- Rutvik Location within Norrbotten Rutvik Location within Sweden
- Coordinates: 65°40′30″N 22°05′20″E﻿ / ﻿65.67500°N 22.08889°E
- Country: Sweden
- Province: Norrbotten
- County: Norrbotten County
- Municipality: Luleå Municipality

Area
- • Total: 0.74 km^{2} (0.29 sq mi)

Population (31 December 2010)
- • Total: 839
- • Density: 1,137/km^{2} (2,940/sq mi)
- Time zone: UTC+1 (CET)
- • Summer (DST): UTC+2 (CEST)

= Rutvik =

Rutvik is a locality situated in Luleå Municipality, Norrbotten County, Sweden with 839 inhabitants in 2010. The locality consists of four areas. The village of Rutvik, Brännan to north, Flarken in the west and Rutviksreveln to the east.

The village has a history as early as 1339, documented in the testament of the Rutvik local Svenalde. The population has expanded heavily since the 1970s after industrial expansions were made in central Luleå. Before the population boom, farming was the main industry of the village. In recent years there are no active farms, but horse enthusiasts have stables and keep the grasslands open. There are no significant watercourses, except a shallow creek and some smaller lakes in the surrounding forests.

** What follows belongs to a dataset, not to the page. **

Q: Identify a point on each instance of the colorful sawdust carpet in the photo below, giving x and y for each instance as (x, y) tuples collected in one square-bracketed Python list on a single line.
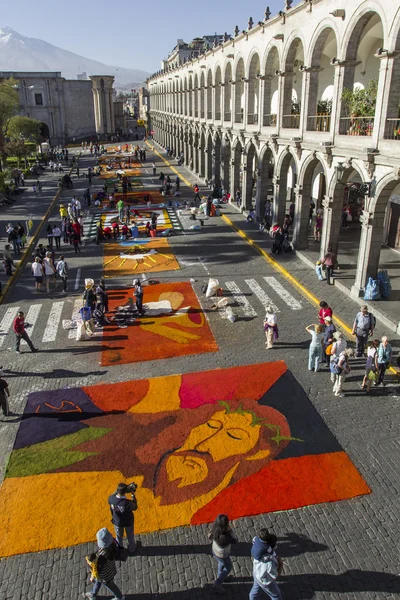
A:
[(173, 325), (242, 441), (134, 257)]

Since 1938, Rutvik also has a sports club which practices football, ice-hockey and cross-country skiing. The village also has its own golf course which attracts people from many parts of the municipality. The village has its own school and daycare, but students from grade 7 and older have to go to the neighbouring village of Gammelstad or to Luleå city.